Há pouco ouvi a história de uma mulher que sempre passava por uma praça cheia de mendigos. Em casa, sentia uma fome inexplicável, que nenhuma refeição fazia passar. Um dia ela entendeu que estava sentindo a fome dos outros e começou a servir sopa aos mendigos.
Então eu imaginei um personagem. Esse homem indefinido que deixaremos sem nome, idade ou descrição passava todos os dias, no caminho do trabalho para casa, pela frente do Hospital do Câncer. De repente, começou a sentir dores lancinantes por todo o corpo. Foi a vários médicos, fez uma bateria de exames, mas ninguém conseguiu identificar a causa do problema. Um dia ele percebeu que estava sentindo as dores dos pacientes terminais.
Depois que o personagem mudou o seu trajeto de casa para o trabalho, as dores passaram, mas ele passou a sentir uma terrível angústia, que lhe pesava como um rochedo sobre o peito, e uma coceira sem fim. No novo itinerário, havia uma delegacia de polícia com as celas superlotadas. Ele estava sentindo o remorso dos criminosos e a sarna que se espalhou como epidemia no cárcere.
Após mudar mais uma vez o caminho de todos os dias, achou que iria morrer quando sua coluna cervical parecia estar sendo rompida ao meio por um instrumento metálico. A dor vinha de uma clínica de abortos, localizada numa das ruas que ele escolhera.
Chegou um dia em que não adiantou mais mudar o caminho. O personagem de nossa crônica sentia ondas de medo sem o menor motivo, até descobrir que era o medo das crianças violentadas à noite ou das famílias durante a guerra. Não foi nada fácil passar pela experiência de ser um escudo humano para terroristas.

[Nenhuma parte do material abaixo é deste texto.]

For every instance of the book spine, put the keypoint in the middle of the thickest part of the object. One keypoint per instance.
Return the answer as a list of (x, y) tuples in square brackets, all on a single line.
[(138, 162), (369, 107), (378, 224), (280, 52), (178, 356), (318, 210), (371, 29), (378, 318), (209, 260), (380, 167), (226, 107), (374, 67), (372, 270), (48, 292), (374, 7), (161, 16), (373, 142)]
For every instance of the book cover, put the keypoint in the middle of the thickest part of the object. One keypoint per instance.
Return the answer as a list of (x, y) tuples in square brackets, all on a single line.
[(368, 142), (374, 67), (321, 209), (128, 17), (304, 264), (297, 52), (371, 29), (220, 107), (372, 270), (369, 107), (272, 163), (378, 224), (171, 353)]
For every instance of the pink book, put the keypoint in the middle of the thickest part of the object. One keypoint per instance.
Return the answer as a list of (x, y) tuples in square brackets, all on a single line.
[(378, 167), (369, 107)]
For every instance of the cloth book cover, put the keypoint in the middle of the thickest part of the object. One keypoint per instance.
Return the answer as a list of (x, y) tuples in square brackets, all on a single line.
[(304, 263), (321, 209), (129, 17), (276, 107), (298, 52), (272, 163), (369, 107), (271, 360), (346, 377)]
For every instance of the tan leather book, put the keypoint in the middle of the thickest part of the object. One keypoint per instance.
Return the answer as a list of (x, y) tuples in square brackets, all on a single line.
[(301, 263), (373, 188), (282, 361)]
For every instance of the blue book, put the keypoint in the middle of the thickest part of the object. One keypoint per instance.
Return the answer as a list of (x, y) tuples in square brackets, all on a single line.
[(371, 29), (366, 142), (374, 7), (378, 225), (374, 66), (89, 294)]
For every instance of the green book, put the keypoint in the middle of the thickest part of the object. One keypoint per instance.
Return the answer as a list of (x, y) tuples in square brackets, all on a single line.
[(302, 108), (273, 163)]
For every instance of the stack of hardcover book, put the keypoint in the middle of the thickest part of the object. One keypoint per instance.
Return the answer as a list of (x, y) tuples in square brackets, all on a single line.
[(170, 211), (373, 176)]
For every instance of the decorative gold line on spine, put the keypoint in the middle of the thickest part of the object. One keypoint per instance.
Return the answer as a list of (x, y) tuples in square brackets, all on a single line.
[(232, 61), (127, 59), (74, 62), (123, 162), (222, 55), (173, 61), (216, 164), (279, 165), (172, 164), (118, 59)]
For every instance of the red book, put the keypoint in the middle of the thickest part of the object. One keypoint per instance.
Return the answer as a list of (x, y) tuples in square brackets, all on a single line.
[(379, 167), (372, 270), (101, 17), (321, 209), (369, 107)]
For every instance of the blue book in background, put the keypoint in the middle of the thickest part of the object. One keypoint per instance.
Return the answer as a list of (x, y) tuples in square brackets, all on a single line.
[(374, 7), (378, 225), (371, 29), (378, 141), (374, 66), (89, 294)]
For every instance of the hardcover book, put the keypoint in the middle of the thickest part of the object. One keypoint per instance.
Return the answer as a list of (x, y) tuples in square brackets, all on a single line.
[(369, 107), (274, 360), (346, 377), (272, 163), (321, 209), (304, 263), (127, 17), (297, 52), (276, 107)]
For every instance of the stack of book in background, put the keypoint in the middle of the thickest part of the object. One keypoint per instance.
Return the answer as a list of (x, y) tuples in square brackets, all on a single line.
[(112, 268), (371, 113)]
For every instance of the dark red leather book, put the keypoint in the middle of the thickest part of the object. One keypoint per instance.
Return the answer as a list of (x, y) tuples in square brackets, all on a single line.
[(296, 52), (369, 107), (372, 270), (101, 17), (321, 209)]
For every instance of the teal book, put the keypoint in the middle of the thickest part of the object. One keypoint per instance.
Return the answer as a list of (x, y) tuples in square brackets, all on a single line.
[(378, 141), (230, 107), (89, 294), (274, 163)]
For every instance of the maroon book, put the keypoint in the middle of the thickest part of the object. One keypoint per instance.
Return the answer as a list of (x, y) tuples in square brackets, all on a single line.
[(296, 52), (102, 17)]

Quando esse medo foi embora, veio uma sede insaciável que lhe queimava a língua e a garganta; era a sede dos viciados em crack e dos bêbados com delirium tremens. Certa vez, uma tristeza levou semanas para ser identificada; era a tristeza dos invejosos, torturados pelo sucesso alheio. Por mais que ele tentasse fugir ou divertir-se, a solidão dos órfãos órfãos de pais e órfãos de filhos o perseguiu e abateu durante dias e noites, como uma serpente persegue e abate sua presa.
Na madrugada de uma quinta-feira, nosso personagem acordou sem sentir nada. Ouviu baterem à porta. Abriu-a, não era ninguém. Mas na porta estava escrito um símbolo desconhecido. Ele não sabia, mas era "nun", a letra árabe com que estão sendo marcadas as casas dos cristãos no Iraque e na Síria. Então ele começou a compreender a dor que o Filho sentiu no Horto das Oliveiras.